All the selected kindergartens were situated within a 5–10-min walk from a coastal area. One day, with Kindergarten 2, we passed some boathouses, small boats, and a supply boat for the oil rigs to come down to an area of about one acre of land. A green field of grass sloped down towards a stony shore. The April spring had brought cuckoo flowers on the field and in front of a rocky area; sheltered from the wind, there was a small area of birch, willow, and hazel bushes with fresh green leaves (Figure 2). We went with a group of 12 four-year-olds and two staff to the bay, but the kindergarten had been there with the group the day before to remove the plastic on the beach. This was a regular spring activity for this kindergarten. The artists were already there on the field from the early morning to put up a field tent so we could get some shelter from the rain during the day. It was one of many cold rainy days with wind, so we dressed in rainwear, rubber boots, and mittens. The field was appealing to the children, and some of the children immediately started to run, jump, and roll down the slope. The first common task for the day was to find a small stone, our favourite stone to explore. This stone should also help us to discover colours and shapes. How the stone looked when dry and how it changed when lying under water. The sea was dark that day, and when we went wading at the water's edge, we could see through the water. We could see stones that had different colours and shapes. We could feel the water—it was cold—and we could feel the movements of the waves through our rubber boots. We also discovered groups of small fish that disappeared as soon as they were discovered. The beach also had sea anemones and shore snails. The children were acquainted with the marine life and respected the creatures enough to let them be. Each one of us carefully chose a tiny stone, and we cared for it, looked at it, put it in the water again, and, at the end of the day, the artists collected them for us all in a box, a collection of small stones for later use. (Researchers’ story)

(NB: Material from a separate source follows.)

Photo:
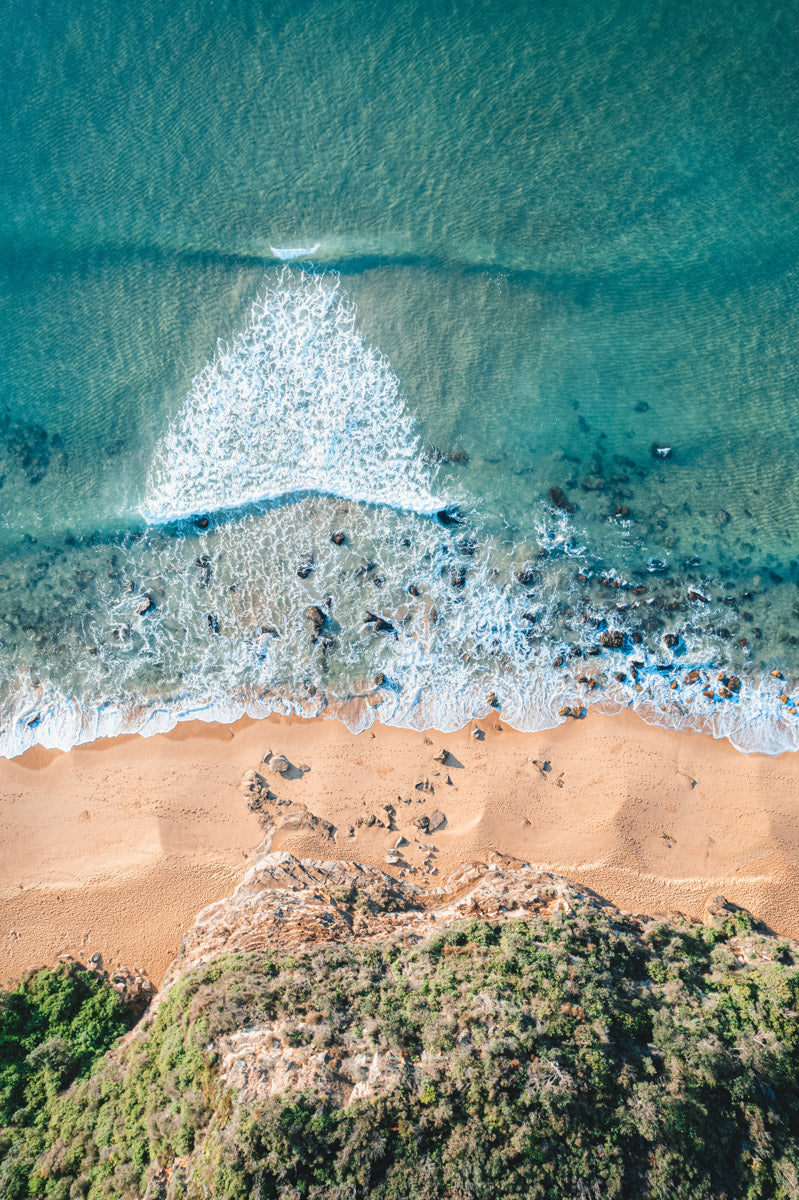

Sensing and Imagining the Ocean.
Finding a beach stone of our own choice was appealing to us all; we became connected and noticed many esthetic and sensory details, like the cold and wet feeling when reaching out to pick a stone, the shape, color, taste, and smell. It also gave the children a new repertoire of the esthetic qualities of a stone and what it could represent. Throwing stones in the water, which is often the main repertoire of children on a stone beach, was not a dominant activity here. In the next kindergarten, the task was the same (Figure 3).

Collaborative Exploration with the World Map.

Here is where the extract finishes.